Friday, February 29, 2008

Status as a gay icon






Julie Andrews has long had something of a dual image, being both a 'family-friendly' icon and an icon for gays. According to cultural studies scholar Brett Farmer, she "... is notable as one of the few divas to enjoy a parallel popularization across both homosexual reading formations." Andrews herself has acknowledged her strange status, commenting that "I’m that odd mixture of, on the one hand, being a gay icon and, on the other, having grandmas and parents grateful I’m around to be a babysitter for their kids. . . " She has frequently appeared as a formative presence and signifier in narratives of homosexual identity, notably in The Queen's Throat: Opera, Homosexuality, and the Mystery of Desire, Does Freddy Dance and Widescreen Dreams: Growing Up Gay at the Movies, and in May 2007, ranked 25th in a major poll ranking top gay icons.

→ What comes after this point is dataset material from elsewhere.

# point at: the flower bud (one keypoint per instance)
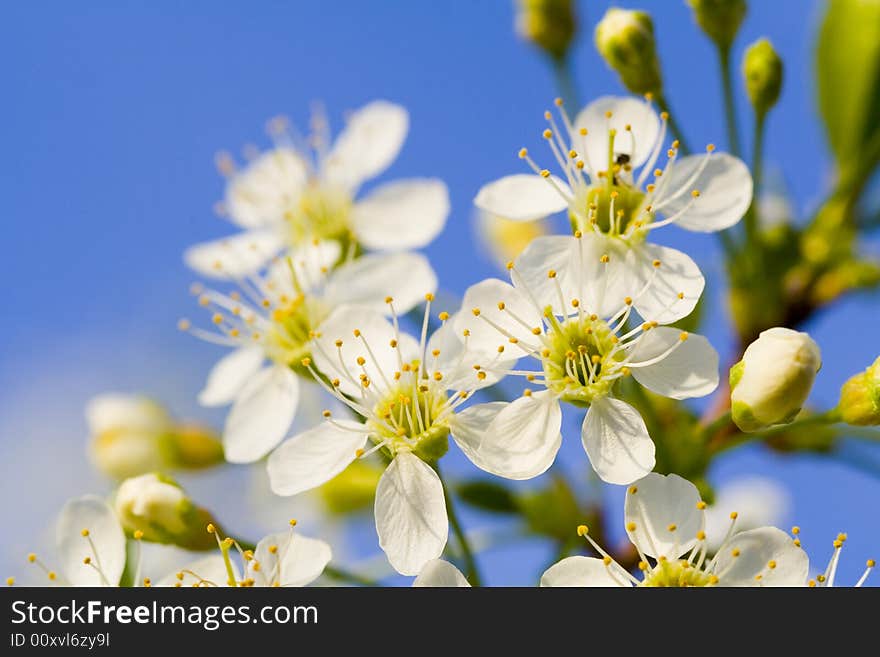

There is notable investment in the films that cemented her alleged "squeaky clean" image, as much as, if not more, than in Victor/Victoria. The Sound of Music has long been a homosexual favourite, and its recent Singalong incarnation was originally created for London's Gay and Lesbian Film Festival in 1999. Recent gender/cultural studies writers such as Stacy Wolf and Peter Kemp have argued for a different reading of the image projected by her two most famous films, Mary Poppins and The Sound of Music, as that of a transgressive, subversive and life-changing force, rather than a sugary nanny committed to keeping the traditional status quo. Stacy Wolf's book, A Problem Like Maria - Gender and Sexuality in the American Musical, analyzes Andrews' unique performance style (alongside stars such as Mary Martin and Ethel Merman) and devotes an entire chapter to The Sound of Music, studying it within a
queer feminist context, and shedding light on its importance among lesbian spectators.